The dollar, or Federal Reserve Note, in and of itself is just a piece of paper. This green colored paper even though it is small in size plays a major role all over the globe. It has this important role because of the reserve currency status it has been given by world leaders. It is because of this global pedestal the dollar sits on it has maintained value to all who uses it for commerce. This perceived value we have for the dollar as money when looked at further can be quit misleading.
In the book, Mr. Rickards gave two opposing viewpoints on what makes the dollar valuable. One term known as intrinsic I am quite familiar with yet the other, extrinsic, I had never heard of. If you understand monetary history then you know that the dollar or Federal Reserve Note has no real intrinsic value other than its perceived value as money. There is no intrinsic value to Federal Reserve Note because it is just a piece of paper that’s a claim check issued on a US Treasury bond. There is nothing in the note or about the note that truly gives it value other than the extrinsic value.
Over the last hundred years in the United States the Federal Reserve Note wasn’t the only currency that had the words value associated with it. Prior to the Federal Reserve Note being the only money available to the world; silver dollars, gold coins and United States Notes also circulated. Those alternative currencies differed in value because some actually had value intrinsically because of their composition.
Today there is no intrinsic value to the dollar but extrinsic because of the legal tender laws and government enforcement. The mandate to only use Federal Reserve Notes for all debts public and private is what gives the dollar value. The value of the dollar doesn’t come from the people having a choice, but the government saying we must use it. If there are no other options to pay your debts other than an intrinsic-less piece of paper than the value isn’t by choice but by force.

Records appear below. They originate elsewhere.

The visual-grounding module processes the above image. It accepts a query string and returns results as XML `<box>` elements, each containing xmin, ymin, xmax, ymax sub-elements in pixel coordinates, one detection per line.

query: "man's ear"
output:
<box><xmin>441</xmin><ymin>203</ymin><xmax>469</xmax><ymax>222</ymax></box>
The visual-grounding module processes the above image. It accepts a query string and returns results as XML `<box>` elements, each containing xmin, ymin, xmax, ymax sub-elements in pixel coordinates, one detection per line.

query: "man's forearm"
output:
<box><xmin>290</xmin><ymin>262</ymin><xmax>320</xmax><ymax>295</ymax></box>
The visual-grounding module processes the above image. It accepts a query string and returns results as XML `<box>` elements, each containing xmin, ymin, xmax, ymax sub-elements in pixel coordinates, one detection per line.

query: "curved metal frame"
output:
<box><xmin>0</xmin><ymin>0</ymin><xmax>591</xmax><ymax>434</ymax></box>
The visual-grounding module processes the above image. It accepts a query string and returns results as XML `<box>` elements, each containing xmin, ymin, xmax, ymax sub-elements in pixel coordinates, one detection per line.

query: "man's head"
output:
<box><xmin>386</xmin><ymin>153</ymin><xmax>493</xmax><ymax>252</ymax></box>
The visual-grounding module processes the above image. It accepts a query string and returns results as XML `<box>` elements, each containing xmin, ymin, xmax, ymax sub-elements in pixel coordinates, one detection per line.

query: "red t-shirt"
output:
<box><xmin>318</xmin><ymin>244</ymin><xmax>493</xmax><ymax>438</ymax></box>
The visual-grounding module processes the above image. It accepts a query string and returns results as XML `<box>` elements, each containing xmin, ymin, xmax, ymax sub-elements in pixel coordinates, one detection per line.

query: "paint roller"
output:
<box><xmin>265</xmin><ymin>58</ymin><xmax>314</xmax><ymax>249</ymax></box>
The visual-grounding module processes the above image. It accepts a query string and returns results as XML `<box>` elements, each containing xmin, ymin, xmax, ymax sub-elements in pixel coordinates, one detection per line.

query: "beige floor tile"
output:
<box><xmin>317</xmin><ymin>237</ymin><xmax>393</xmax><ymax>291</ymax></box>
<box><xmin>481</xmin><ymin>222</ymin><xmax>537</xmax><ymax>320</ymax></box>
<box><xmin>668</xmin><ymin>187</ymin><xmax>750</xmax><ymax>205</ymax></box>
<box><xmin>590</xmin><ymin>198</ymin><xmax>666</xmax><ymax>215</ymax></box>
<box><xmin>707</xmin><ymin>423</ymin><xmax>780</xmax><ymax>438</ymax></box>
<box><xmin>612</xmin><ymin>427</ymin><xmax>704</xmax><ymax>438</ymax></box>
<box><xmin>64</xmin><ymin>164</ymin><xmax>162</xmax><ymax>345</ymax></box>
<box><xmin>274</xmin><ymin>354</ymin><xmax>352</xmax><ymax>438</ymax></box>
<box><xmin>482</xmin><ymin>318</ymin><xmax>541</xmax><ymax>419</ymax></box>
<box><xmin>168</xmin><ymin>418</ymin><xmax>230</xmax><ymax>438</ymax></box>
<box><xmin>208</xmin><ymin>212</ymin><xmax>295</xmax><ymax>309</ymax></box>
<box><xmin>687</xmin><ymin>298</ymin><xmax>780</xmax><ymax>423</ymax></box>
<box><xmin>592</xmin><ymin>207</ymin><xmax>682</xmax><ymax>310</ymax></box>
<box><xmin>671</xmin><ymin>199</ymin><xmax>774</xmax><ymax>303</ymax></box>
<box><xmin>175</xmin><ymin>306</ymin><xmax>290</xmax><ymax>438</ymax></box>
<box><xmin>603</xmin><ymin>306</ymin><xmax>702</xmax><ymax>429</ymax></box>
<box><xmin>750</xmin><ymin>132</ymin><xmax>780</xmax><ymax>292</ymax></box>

This alternative viewpoint about the value of the dollar is a very interesting point made by Mr. Rickards. As a United States citizen I don’t have much of a choice in what I use for money but the world has a choice in what it considers valuable. It’s because of the global awaking to the mandatory usage and acceptance of a valueless piece of paper that nations are beginning to rethink the dollar. As the world continues to recognize the decreased demand of the dollar globally, it’s just a matter of time before the true value of the dollar is brought to light here in America.
The unraveling of the dollar won’t be pretty in the least. Prices of goods and services will sky rocket overnight which will be a clear indication that it’s too late to rethink the dollar. Now is the time to begin questioning the status quo. If you haven’t noticed already, prices are creeping up slowly every day. Today is the day to begin the process of getting informed on what matters. What matters is a monetary education.